Infantile Onset Tay-Sachs/ Tay-Sachs
Definition: Tay-Sachs disease is caused by the congenital absence of a vital enzyme, Hexosaminidase-A. Without the enzyme, the body cannot break down one of its fatty substances, which builds up abnormally in the brain and progressively impairs the central nervous system. The gene that causes the infantile form of the disease is present in about one in 27 Ashkenazic Jews in America. About one in 250 Sephardic Jews and people of non-Jewish descent are also carriers.
Symptoms: The disease is usually not clinically evident until a child is 4 to 8 months old, when peripheral vision is lost and an abnormal startle response is observed, along with delayed or reversed developmental milestones. By age 1, most patients begin to lose motor and coordination skills. Eventually, they become blind, mentally retarded and paralyzed. Death usually occurs by age 5. In juvenile Tay-Sachs, symptoms appear and progress in early childhood, and life expectancy is lo nger.
Testing: A blood test determines the amount of Hex-A in the cells and reliably predicts whether a person is a carrier. DNA testing is also available. If both members of a couple are carriers, they have a one-in-four risk of having an affected child. Amniocentesis or chorionic villus sampling can determine if the fetus is affected. If testing occurs during pregnancy, leukocyte analysis should be utilized to reduce the chances of an inconclusive result.

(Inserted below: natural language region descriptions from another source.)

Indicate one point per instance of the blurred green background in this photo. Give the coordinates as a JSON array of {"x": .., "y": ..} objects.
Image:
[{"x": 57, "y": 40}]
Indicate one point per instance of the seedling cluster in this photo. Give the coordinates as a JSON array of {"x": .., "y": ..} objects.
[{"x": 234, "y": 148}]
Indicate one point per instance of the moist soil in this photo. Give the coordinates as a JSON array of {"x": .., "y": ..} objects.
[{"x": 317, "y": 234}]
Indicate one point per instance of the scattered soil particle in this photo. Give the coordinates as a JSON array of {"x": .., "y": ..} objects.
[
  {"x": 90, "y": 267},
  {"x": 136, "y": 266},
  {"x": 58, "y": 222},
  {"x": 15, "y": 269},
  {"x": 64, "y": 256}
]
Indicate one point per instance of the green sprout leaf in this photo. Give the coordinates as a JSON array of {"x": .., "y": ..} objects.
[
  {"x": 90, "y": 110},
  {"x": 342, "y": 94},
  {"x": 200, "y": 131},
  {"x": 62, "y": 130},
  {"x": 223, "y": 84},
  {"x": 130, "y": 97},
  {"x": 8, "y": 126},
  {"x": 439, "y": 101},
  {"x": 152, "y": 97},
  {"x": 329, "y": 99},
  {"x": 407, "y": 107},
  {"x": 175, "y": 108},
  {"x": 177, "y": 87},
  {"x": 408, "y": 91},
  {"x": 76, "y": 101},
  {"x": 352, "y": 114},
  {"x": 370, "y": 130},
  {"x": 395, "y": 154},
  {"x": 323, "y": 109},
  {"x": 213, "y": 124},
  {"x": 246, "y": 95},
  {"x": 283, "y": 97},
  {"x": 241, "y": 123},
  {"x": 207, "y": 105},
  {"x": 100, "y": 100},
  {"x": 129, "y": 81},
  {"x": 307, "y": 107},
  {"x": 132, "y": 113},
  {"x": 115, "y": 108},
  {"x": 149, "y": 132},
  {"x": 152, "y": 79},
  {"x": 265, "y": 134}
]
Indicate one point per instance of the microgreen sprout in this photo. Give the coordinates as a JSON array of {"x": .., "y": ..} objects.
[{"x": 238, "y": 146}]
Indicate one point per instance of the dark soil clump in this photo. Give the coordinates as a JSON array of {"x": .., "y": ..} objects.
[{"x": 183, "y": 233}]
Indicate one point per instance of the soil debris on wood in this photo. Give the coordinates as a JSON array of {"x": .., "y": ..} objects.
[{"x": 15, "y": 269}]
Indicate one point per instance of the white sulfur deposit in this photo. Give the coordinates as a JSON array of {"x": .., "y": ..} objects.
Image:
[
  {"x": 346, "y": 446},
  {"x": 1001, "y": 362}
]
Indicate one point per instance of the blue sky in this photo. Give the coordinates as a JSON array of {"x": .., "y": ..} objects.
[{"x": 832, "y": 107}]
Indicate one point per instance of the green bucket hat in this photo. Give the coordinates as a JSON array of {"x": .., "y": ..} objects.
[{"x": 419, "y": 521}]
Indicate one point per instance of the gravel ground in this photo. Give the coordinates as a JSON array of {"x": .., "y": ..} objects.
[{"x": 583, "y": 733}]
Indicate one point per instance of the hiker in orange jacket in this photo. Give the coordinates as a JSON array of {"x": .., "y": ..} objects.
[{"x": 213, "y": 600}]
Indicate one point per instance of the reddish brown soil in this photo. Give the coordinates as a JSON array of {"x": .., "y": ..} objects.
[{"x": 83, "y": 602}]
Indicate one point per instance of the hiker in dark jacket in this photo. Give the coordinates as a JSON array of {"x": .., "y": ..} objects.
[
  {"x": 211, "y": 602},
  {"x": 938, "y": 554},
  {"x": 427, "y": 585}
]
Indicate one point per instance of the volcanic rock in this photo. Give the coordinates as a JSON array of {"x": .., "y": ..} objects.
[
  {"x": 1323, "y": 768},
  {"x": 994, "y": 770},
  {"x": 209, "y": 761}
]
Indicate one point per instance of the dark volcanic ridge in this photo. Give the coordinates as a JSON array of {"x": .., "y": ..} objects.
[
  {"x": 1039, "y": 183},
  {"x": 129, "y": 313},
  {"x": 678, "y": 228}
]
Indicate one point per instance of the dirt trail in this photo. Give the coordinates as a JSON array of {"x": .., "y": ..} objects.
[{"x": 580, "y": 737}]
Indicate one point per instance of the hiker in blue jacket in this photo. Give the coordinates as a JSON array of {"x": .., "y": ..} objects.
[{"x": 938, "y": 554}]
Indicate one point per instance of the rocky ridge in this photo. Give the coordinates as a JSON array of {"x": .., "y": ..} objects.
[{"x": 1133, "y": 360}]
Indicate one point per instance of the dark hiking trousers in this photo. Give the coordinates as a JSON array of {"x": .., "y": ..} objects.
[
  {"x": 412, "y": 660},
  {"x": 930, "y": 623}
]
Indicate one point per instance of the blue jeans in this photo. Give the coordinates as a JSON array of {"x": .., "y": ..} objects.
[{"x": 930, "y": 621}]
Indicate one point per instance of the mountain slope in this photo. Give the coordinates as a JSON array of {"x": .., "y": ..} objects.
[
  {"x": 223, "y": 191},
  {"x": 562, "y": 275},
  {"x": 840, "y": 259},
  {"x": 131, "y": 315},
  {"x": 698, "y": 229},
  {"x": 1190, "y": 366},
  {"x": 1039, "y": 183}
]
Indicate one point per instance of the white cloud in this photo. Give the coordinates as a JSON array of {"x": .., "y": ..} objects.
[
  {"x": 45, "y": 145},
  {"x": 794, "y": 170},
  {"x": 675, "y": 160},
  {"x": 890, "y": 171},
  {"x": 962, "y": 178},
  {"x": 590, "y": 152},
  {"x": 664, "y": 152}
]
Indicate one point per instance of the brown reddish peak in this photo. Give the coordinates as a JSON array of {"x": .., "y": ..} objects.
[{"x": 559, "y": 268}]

Treatment: Only symptom control and discomfort relief are available. Current research includes gene therapy, stem-cell therapy, substrate deprivation therapy and pharmacological chaperone therapy.
Late Onset Tay-Sachs
Definition: Late onset Tay-Sachs (LOTS) occurs in adolescents and adults and is the result of having only small quantities of Hexosaminidase-A rather than a complete absence. Since the first cases were described in the 1970s, the disease has been diagnosed in fewer than 200 patients. The prevalence of the late onset gene among Ashkenazic Jews is not known.
Symptoms: Symptoms are not consistent among patients. They include clumsiness, slurred speech, unstable gait and balance, muscle weakness, tremors, memory impairment and mood alterations.
Testing: Same as for infantile-onset Tay-Sachs. Many affected people often go 10 or more years misdiagnosed as having muscular dystrophy or multiple sclerosis.
Treatment: While in the past, treatment has been focused on managing the varied symptoms of LOTS, new therapies in progress and in development hold a lot of promise. The first clinical trial for patients with LOTS, which looked at the effects of substrate inhibition therapy, was concluded earlier this year. Results were not consistently positive enough to proceed with an additional FDA application for the drug, although those patients who feel they have been helped by it can continue to take the medication, under their physician’s care. Currently a popular area of genetic disease research, pharmacological chaperone therapy is being looked at as a possible treatment for Tay-Sachs. Designed to combine selectively with the protein target, molecular chaperones compensate for the misfolding and instability of the original mutation and restore function of the protein or enzyme to its normal limits. Also on the horizon is enzyme replacement therapy, but the trick here is getting the Hex-A enzyme into the central nervous system once it is in the body. Researchers are currently looking at this option, which is analogous to the enzyme replacement therapy that is now available for other lysosomal storage diseases, such as Gaucher disease.